Mutual fund industry may find bonanza in new investors

For the multibillion-dollar US mutual fund industry, the summer of 1980 may turn out to be a period of economic bonanza -- despite rising unemployment and a faltering economy.

Industry analysts here are understandably cautious in their readings of what investors may do with excess funds in a period of economic uncertainty. But at the same time, enough indicators are emerging here to point to what could be a particularly promising period during coming months if the industry plays its cards right:

* As interest rates continue to spin downward, money market funds - for the short haul, at least -- continue to offer higher yields than fixed period bank or Treasury certificates. As the same time, traditional stock funds and bond funds look better than ever -- the stocks because they have long been considered undervalued, the bond funds because investors now have the opportunity to lock in on high yields before they drop further.

* Most important, as the industry is well aware, billions of dollars of savings deposits placed in bank savings certificates will be reaching final maturity during the period between June and October. And it is precisely these savings that the industry is eyeing discreetly.

During June $36.1 billion of certificates held in bank and savings and loan accounts will come due.

That amount will rise to over $76 billion in July. In October alone a whopping $100 billion of certificates will reach maturity.

Yet, during this same period, interest rates -- assuming the present trend continues -- should be coming down. And that means money funds, which will have a solid mix of investments locked into fairly high yield financial instruments -- should presumably continue to look much better on a yields basis than rates that banks and S&Ls can offer.

For example, some Washington area S&Ls are now offering six-month savings certificates at an annual yield of 8.003 percent. But by just thumbing through local newspapers, a savvy investor could quickly discover that just one money market mutual fund -- the Government Investors Trust -- is paying around 12 1/2 percent.

The Federal Reserve Board, as part of its overall anti-inflation credit controls announced in mid-March 1980 imposed a reserve requirement on money funds, requiring them to set aside a certain percentage of new assets. At first the reserve was pegged at 15 percent.

That amount has now been lowered to 7 1/2 percent.

While the purpose of the set-aside was to reduce yields on money funds -- and thus discourage savings flows to the funds -- the evidence is more than ample that the investing public correctly perceives money funds are still more than competitive when yields are compared with bank certificates.

While money funds continue to grow, investors appear to be once again moving back into nonmoney funds. During April alone, investment in nonmoney funds exceeded $1 billion, with a net gain (sales over redemptions) of $249 million. That turned out to be the best overall gain since October 1969.

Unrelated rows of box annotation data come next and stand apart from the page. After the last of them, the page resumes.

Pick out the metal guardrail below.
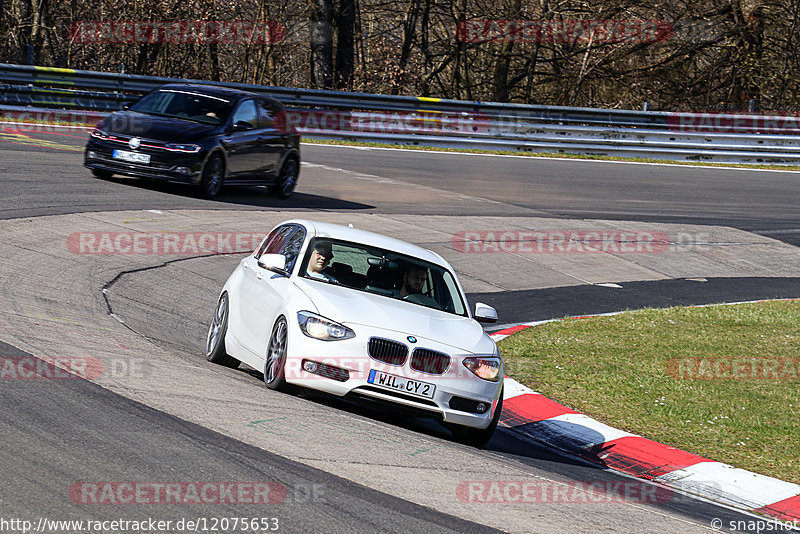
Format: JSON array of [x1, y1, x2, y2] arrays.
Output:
[[0, 63, 800, 164]]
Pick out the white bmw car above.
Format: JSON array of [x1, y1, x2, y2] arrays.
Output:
[[206, 220, 504, 446]]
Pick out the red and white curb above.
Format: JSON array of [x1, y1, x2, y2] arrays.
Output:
[[491, 308, 800, 521]]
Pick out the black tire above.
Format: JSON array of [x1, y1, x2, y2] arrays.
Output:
[[270, 158, 300, 202], [200, 154, 225, 198], [447, 388, 503, 448], [264, 317, 289, 391], [206, 293, 239, 369]]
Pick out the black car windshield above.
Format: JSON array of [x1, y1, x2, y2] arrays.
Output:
[[130, 89, 233, 124], [300, 238, 467, 316]]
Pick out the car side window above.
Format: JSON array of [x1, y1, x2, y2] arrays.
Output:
[[255, 224, 296, 263], [258, 100, 274, 128], [280, 226, 306, 272], [231, 100, 258, 128]]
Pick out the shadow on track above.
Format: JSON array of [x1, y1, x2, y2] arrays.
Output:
[[97, 175, 375, 210]]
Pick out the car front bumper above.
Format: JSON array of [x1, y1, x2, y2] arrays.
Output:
[[285, 321, 502, 429], [83, 139, 205, 184]]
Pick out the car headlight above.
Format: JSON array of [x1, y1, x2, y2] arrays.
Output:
[[461, 356, 503, 382], [89, 128, 108, 139], [164, 143, 200, 154], [297, 311, 356, 341]]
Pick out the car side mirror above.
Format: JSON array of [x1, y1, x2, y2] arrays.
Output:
[[231, 121, 253, 132], [257, 254, 287, 275], [473, 302, 497, 323]]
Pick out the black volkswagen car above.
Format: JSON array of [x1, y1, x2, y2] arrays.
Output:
[[84, 84, 300, 198]]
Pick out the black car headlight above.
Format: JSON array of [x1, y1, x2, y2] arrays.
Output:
[[297, 311, 356, 341], [89, 128, 108, 139], [164, 143, 201, 154]]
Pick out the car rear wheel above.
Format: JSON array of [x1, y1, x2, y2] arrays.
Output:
[[447, 389, 503, 448], [270, 159, 300, 198], [200, 154, 225, 198], [206, 293, 239, 368], [264, 317, 288, 391]]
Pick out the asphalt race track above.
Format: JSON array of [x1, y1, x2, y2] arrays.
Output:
[[0, 128, 800, 533]]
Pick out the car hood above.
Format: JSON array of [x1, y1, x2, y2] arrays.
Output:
[[295, 278, 495, 354], [103, 111, 218, 143]]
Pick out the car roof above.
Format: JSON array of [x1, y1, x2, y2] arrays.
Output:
[[157, 83, 277, 102], [288, 219, 452, 269]]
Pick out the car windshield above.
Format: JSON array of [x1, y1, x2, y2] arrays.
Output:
[[130, 89, 233, 124], [300, 238, 467, 316]]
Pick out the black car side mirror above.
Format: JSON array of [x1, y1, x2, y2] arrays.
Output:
[[231, 121, 253, 132]]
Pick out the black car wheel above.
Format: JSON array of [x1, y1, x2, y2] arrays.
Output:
[[264, 317, 288, 391], [200, 154, 225, 198], [271, 159, 300, 202], [447, 389, 503, 448], [206, 293, 239, 368]]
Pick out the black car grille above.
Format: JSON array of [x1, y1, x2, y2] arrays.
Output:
[[367, 337, 408, 365], [411, 349, 450, 375]]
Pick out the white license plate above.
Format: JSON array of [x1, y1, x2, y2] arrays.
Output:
[[367, 369, 436, 399], [111, 150, 150, 163]]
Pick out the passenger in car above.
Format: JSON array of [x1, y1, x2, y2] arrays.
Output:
[[306, 241, 339, 284], [395, 263, 440, 308]]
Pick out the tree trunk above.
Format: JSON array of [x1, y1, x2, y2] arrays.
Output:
[[336, 0, 356, 89], [309, 0, 333, 89]]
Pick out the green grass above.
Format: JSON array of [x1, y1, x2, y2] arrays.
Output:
[[303, 137, 800, 171], [500, 301, 800, 483]]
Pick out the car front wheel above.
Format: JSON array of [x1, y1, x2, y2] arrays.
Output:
[[270, 159, 300, 198], [264, 317, 288, 391], [447, 389, 503, 448], [200, 154, 225, 198], [206, 293, 239, 368]]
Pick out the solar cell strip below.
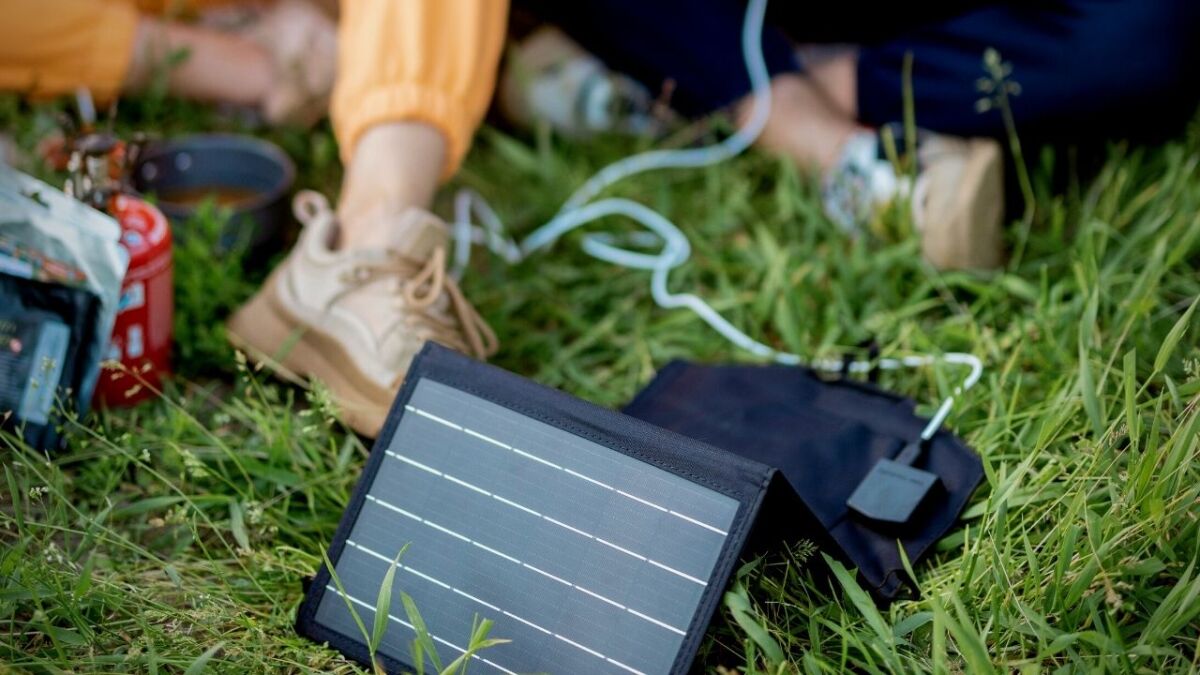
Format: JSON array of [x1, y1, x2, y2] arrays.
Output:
[[357, 495, 688, 635], [381, 450, 708, 586], [338, 539, 657, 675], [404, 405, 728, 537]]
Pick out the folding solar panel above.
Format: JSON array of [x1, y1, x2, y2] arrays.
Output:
[[298, 344, 774, 675]]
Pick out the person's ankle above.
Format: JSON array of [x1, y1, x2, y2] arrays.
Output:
[[337, 123, 445, 249], [736, 73, 862, 173]]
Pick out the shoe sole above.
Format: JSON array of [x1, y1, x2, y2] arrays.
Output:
[[226, 277, 391, 438], [922, 138, 1004, 269]]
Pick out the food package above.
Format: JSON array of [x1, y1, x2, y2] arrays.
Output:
[[0, 165, 128, 449]]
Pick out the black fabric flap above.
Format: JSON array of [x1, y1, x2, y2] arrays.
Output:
[[625, 362, 983, 601]]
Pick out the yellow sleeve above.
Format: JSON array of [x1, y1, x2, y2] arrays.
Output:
[[330, 0, 508, 179], [0, 0, 138, 101]]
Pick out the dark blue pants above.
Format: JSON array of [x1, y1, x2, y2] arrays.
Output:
[[524, 0, 1200, 142]]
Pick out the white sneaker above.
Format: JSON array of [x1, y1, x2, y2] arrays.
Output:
[[227, 191, 498, 429], [822, 126, 1004, 269], [498, 26, 664, 137]]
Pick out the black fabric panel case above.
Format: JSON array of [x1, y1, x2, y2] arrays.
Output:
[[625, 362, 983, 601], [296, 344, 775, 675]]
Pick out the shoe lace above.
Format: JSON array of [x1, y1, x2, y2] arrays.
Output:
[[400, 241, 499, 359], [295, 192, 499, 359]]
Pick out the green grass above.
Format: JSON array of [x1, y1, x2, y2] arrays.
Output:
[[0, 90, 1200, 674]]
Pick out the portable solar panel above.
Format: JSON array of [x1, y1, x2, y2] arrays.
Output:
[[298, 344, 774, 675]]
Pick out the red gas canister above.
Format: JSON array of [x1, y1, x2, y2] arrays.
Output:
[[96, 195, 175, 406]]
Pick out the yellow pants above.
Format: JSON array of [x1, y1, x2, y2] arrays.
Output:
[[0, 0, 508, 175]]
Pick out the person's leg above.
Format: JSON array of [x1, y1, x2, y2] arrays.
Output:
[[856, 0, 1200, 142], [518, 0, 798, 115], [332, 0, 508, 247], [228, 0, 506, 436]]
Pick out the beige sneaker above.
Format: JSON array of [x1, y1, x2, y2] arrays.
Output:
[[912, 135, 1004, 269], [822, 131, 1004, 269], [228, 191, 498, 429]]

Whether that pattern continues, of course, is still uncertain.

But so far, industry officials are more than optimistic, given falling interest rates.

Industry officials are still considering what to do about challenging the Fed's reserve set-aside. "Obviously, 7 1/2 percent is better than the 15 percent requirement," wryly notes an official of the Investment Company Institute (ICI), main trade group for the mutual fund industry.

But at the same time, he points out, the industry continues to argue that the set-aside is illegal because it is not in keeping with the legal intent of the Credit Control Act of 1969 -- the legal underpinning of the Fed's credit curbs. As the ICI sees it, the purpose of the Credit Control Act was to restrict credit -- not inhibit savings. Still, as both ICI officials and analysts here note, the credit curbs appear to have not yet appreciably slowed the continuing appeal of money funds.

Through late May, 29 new money market funds -- out of a total of 110 funds -- were actively courting investor deposits despite the Fed's reserve set-aside.The "clones" have already snapped up some $1.6 billion in assets, clear indications, industry sources point out, of the continuing draw of money funds.